Binary Literacy 2: Static Analysis of C++ with Hex-Rays

This week-long class is designed to teach students the features of C++ that are most commonly encountered in binaries, their implementation details, and how to cope with them in Hex-Rays while reverse engineering. The class also covers Hex-Rays as a tool in great detail. With practice, after completing this course, students should be able to produce databases such as these:

Prerequisites:

  • The student should have a working understanding of C programming. Knowledge of C++ is not required.

  • A copy of IDA and Hex-Rays, and experience with using IDA for static reverse engineering of C code. If you are uncomfortable with static reverse engineering in general, consider taking Binary Literacy 1 before taking this class.

  • Binary Literacy 1 is not a formal prerequisite, but it does cover everything required for this class.
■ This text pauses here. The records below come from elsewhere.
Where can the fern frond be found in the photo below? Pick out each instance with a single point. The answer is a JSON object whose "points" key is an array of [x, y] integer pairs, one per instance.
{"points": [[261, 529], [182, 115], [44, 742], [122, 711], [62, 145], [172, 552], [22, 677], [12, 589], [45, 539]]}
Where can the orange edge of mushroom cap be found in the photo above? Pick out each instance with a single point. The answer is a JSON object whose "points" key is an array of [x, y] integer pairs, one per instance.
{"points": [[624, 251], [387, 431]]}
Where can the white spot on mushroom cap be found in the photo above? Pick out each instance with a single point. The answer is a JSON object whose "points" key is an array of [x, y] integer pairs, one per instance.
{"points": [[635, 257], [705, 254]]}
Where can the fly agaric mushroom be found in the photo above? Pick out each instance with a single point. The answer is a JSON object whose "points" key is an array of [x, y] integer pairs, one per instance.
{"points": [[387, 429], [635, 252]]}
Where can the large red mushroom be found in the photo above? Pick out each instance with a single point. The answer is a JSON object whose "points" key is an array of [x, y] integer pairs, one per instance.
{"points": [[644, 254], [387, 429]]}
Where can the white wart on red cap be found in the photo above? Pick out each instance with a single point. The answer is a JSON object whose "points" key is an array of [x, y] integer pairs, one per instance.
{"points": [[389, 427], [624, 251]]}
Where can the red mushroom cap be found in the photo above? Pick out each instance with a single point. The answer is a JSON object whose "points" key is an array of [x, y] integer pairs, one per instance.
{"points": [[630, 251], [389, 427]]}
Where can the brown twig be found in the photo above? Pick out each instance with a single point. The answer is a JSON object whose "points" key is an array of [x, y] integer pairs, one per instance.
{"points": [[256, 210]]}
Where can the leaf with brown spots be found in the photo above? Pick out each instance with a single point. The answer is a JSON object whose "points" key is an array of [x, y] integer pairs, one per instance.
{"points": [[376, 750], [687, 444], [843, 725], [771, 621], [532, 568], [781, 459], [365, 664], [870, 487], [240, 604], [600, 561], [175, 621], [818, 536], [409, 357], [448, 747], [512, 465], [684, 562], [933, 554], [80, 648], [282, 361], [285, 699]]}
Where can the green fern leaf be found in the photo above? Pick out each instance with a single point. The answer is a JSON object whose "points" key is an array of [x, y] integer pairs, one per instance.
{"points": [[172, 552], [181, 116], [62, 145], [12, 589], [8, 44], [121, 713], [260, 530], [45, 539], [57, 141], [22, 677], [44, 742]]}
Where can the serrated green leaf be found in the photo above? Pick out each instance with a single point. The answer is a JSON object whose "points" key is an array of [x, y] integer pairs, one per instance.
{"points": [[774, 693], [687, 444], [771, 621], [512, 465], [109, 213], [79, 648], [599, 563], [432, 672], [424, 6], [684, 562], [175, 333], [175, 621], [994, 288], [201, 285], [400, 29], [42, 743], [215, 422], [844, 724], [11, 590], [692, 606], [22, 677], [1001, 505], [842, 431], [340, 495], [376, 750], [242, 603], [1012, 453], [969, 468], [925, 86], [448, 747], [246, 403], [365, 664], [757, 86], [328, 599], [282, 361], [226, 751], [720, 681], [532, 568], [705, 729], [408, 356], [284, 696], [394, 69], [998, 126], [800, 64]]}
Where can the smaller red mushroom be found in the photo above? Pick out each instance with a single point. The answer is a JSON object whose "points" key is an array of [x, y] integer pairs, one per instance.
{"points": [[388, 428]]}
In particular, C++ reverse engineering involves a lot of type reconstruction, which Binary Literacy 1 covers methodically and with plenty of exercises. (This class will briefly review type reconstruction at an accelerated pace.)

Course Background

C++ reverse engineering is an uncommon skill and topic. The few writeups on C++ binaries that exist are usually light on details. Roughly every year since the late 1990s, a handful of scattered tutorials are published on virtual functions, inheritance, exception handling, and/or the standard template library (STL). However, since important parts of C++ are not standardized, and hence are implemented differently between compilers and platforms, these publications generally age poorly. No cohesive, comprehensive materials on C++ reverse engineering have emerged in public.

C++ is a huge, complex, and rapidly-evolving language with unique features. Former C++ programmers who return after a hiatus struggle to reacclimate themselves to major features introduced in the meantime. Owing to its complexity and its limitations, hobbyists tend to choose languages other than C++. Owing to its niche specialization to high-performance applications, and its rapid evolution, few programmers who are not employed professionally as C++ developers can justify the time investment of keeping up to date with the language.

Course Philosophy

Binary Literacy 1, the predecessor to this class, contained a module on C++. However, every time we taught the material, we found that students -- even the ones most excited to learn about C++ -- struggled with it. Upon discussion and reflection, the fundamental issue was that students were generally unfamiliar with C++ as a language, and particularly, how C++ programmers use its features to develop real software. A student who doesn't understand why programmers use virtual functions or templates, or what role multiple inheritance plays in software design, has little use for details of their implementation; they will struggle when encountering these constructs in binaries. These observations lead to the design philosophy for this course. Students are not assumed to be have experience programming in C++.

Most features of C++ that are not in C came about because of common situations in software development for which C offered poor solutions. For every feature of C++ that we cover, we discuss the limitations of C that lead to the introduction of those C++ features, and we show examples of using them in the course of developing real software. Our blog entry about STL template type reconstruction shows an example of this educational approach.

Course Syllabus

Most of the binaries, and the primary coverage, shall be drawn from Microsoft Visual C++ binaries compiled for Windows. Where other platforms or compilers differ substantially (such as for virtual function tables and multiple inheritance), we shall discuss those differences.

  • Elements of software design in C

    • Modularity
    • Encapsulation
    • Access control
  • Structures

    • Their role in software design
    • Alignment
    • How structure accesses are compiled
    • Passing and returning structures by value
    • Compiler optimizations involving structures
    • Structure reconstruction
  • Classes

    • The limitations of structures
    • Access control
    • Class methods and __thiscall
    • Resource management
    • Global, local, and dynamic storage
    • Constructors and destructors
  • Miscellaneous topics in C++

    • References vs. pointers
    • Name mangling
    • Namespaces
    • Operator overloading
  • Inheritance

    • Motivation from C programming
    • Implementation in C++
    • Inheritance as a data structure design technique
    • Comparison with other programming languages
    • Discovering inheritance relationships
  • Virtual functions

    • How function pointers are used in C programming
    • Virtual functions as an improvement upon function pointers
    • Implementation via virtual tables
    • Reconstructing VTables, resolving virtual functions
  • Multiple inheritance

    • Motivation
    • Similarities with single inheritance
    • Differences with single inheritance
    • Dealing with multiple inheritance in Hex-Rays' type system

Course Limitations

As discussed above, C++ is a huge language and gains new features every few years. A week-long class is not enough to cover even all common features of C++ circa 2003, let alone in the 2020s.

Also as discussed, the goal of the course is to deeply instill students with specific practical skills to use when reverse engineering C++ binaries. Therefore, we opted to cover the most common features in real-world binaries rather than sacrifice time for the core material on superficial treatment of other features.

Therefore, the material on C++ templates and the STL has been removed, and we will not cover exception handling or virtual inheritance. As for more modern features, if they are not listed in the syllabus above, they will not be covered. Perhaps the future holds a Binary Literacy 3 to cover additional topics.